During a special screening of the original preview version of Gremlins at the Brooklyn Academy of Music last summer, director Joe Dante explained why his madcap Christmastime horror comedy could never be made today. It’s not just that Hollywood, especially Warner Bros. who released Gremlins in the first place, is petrified of the financial risk inherent in backing weirdo original pictures. The reason is that Gremlins and films of its era were made explicitly to be seen in a theater full of people, their reactions to jokes and bizarre sights building with centrifugal force as the sounds of laughter and the movie swirled through the air. Today movies are made to both pummel the audience in the theater - the shared experience as exhausting sensory blitz - or be viewed on a phone. Gremlins, said Dante, couldn’t be made today in part because its best scene, the viciously dark Christmas tragedy story, wouldn’t work. It simply wouldn’t be as completely hilarious as it is without all the people in the room laughing with you.
Of course, Warner Bros. didn’t want it in the movie even back then. Dante, still just a young director with no clout, was adamant that the scene stay and it made the final cut purely because producer Steven Spielberg supported Dante’s choice. According to the director, though, Spielberg was just backing up a fellow director; he didn’t get the appeal of the scene either. Watching it in isolation, you can see why both the studio and the famed Indiana Jones director were troubled. Right when Gremlins is reaching a fever pitch of creepy critter action, the movie stops dead in its tracks so Phoebe Cates can tell a story about why she hates Christmas so much.
Make no mistake: it is grim. The story she tells is black as midnight, delivered with utter conviction and sincerity by Cates, and Dante lingers on the scene for a long time before turning back to the evil Stripe and his Gremlin posse getting up to no good. There’s some foreshadowing to this moment before it rears its ugly head, but there’s nothing to indicate that her aversion to the holiday was so terrible. In short: not only did her father die on Christmas, he died by breaking his neck coming down the chimney dressed as Santa Claus and they didn’t find him until his body started decomposing days later. Even Gizmo, remarkable little puppet that he is, is giving her a look that says, “Damn. I mean. Woof. That’s rough.”
Here’s the thing, though: it’s funny. Gut-bustingly, brutally, aggressively funny. I’d always found it funny on my own; everything about the way it’s framed hints that despite the tone it’s not intended to be taken seriously. The fact that it cuts away to Gizmo at all is hilarious.

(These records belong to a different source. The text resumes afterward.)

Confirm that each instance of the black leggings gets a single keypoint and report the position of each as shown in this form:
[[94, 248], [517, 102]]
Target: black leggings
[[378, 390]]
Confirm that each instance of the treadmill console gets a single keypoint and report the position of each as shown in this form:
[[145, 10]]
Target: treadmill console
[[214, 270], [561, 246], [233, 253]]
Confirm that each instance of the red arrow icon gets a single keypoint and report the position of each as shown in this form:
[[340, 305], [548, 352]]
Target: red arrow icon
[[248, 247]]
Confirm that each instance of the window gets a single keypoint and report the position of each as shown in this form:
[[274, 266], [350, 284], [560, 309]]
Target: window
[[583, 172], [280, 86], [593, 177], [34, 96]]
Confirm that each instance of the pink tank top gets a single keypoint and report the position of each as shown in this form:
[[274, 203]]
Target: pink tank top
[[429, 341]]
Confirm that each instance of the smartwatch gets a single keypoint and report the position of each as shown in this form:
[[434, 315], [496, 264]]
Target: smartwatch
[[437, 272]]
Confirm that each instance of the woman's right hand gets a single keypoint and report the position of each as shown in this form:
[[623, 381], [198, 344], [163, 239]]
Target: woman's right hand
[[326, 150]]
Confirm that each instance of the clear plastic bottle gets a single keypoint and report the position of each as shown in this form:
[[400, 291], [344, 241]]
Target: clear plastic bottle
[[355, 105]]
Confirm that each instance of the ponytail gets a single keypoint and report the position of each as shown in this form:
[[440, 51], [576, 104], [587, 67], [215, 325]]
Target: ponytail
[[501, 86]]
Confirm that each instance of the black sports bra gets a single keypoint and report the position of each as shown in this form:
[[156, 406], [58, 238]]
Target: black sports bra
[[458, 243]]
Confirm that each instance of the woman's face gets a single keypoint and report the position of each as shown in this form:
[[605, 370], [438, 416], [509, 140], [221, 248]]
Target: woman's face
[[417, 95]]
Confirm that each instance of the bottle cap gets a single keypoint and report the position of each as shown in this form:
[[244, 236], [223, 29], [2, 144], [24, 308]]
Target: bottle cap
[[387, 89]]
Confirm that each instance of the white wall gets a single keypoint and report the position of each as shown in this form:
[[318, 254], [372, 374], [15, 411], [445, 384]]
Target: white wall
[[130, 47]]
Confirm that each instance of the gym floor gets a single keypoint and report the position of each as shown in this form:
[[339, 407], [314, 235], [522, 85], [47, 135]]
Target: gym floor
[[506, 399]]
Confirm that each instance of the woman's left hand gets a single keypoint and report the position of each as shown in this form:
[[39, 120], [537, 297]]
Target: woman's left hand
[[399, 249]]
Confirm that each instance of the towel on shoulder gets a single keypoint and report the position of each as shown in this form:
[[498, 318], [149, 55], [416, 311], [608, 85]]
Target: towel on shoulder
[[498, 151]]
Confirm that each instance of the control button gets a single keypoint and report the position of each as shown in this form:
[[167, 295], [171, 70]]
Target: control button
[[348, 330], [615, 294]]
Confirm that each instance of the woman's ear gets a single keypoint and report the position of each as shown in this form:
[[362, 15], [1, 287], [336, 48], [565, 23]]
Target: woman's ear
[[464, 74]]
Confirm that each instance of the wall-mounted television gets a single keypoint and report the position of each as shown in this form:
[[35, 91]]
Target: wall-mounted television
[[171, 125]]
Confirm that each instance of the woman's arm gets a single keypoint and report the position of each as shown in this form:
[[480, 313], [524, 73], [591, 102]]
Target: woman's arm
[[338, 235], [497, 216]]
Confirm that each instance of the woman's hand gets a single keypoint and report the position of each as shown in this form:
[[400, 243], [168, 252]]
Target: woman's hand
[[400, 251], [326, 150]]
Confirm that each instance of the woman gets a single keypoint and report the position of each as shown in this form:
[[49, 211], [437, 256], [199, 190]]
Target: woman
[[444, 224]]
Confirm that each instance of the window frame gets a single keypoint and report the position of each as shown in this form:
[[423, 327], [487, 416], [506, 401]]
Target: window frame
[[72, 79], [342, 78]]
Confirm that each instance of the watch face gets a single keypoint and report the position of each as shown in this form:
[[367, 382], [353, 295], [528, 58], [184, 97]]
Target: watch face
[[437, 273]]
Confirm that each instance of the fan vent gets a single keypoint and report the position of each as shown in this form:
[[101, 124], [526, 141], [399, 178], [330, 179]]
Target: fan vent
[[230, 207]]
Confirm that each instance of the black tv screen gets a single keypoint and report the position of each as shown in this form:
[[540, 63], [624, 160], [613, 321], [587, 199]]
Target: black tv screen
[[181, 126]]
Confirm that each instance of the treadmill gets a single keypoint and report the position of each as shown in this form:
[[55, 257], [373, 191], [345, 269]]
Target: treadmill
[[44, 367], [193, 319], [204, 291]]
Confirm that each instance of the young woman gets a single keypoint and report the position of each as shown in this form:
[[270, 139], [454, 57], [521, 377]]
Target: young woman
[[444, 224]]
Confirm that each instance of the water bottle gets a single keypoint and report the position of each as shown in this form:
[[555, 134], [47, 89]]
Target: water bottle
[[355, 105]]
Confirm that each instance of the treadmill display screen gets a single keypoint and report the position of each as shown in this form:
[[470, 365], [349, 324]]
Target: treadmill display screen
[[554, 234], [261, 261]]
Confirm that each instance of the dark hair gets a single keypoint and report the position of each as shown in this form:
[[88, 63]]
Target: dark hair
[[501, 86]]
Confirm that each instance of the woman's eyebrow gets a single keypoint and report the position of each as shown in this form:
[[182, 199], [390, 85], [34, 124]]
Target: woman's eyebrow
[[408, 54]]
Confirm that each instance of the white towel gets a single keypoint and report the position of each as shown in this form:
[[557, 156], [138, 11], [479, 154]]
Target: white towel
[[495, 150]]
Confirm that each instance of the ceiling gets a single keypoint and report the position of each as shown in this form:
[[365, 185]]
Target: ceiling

He’s a ball of fuzz that can’t get wet or go in sunlight, the Earth’s most abundant resources. Who the hell cares what the fuzzball is doing? But there’s also the reactions from everyman Zack Galligan, who’s surrounded by an enormous festive silhouette reading, “Christmas!” It’s patently farcical and utterly human at the same time, playing the scene as absurdist but also satirizing the thick, saccharine pap that typifies most Christmas movies. Bad things happen at Christmas too; bad things are happening just outside the bank where Cates and Galligan are hiding. When Christmas sucks for you, no matter the cause, it sucks hard.
It’s hard to describe precisely how well this scene plays in a packed theater. It comes almost immediately after the movie’s most memorable effects blitzes, when Cates is serving dozens of gremlins at the bar across the street. Dante is almost manic in his depiction of gremlins indulging in as many vices as possible: gremlins drinking, smoking, flashing in a long trench coat when they have nothing to flash, gunning each other down, rocking ski masks and attempting old fashioned ‘80s muggings, breakdancing, gambling. Name something your parents told you not to do, and the gremlins are doing it in the bar. When it finally ends, the crowd in the theater is dizzy with ascending laughs, and then Dante gives them just enough time to breathe as Cates and Galligan escape and look for somewhere to hide. Then he hits them with the Worst Christmas Story Ever Told. And he knocks them down all over again.
Gremlins’ best bit isn’t really a replicable comedy move. By the time Warner Bros. convinced Dante to make Gremlins 2: The New Batch, itself a massive parody of Hollywood’s lust for sequels, Cates’ story became just another target for derision. At one point she starts solemnly relating why she can’t bear President’s Day, and Galligan just starts hurrying her out of the room. If the long-rumored Gremlins remake happens, this is hardly a moment the studio will think is brand-essential. In the original, though, it’s the moment that defines Dante’s achievement, a crowd-delighting comedy that can do sly, subtle, and subversive humor just as well as big, dumb slapstick.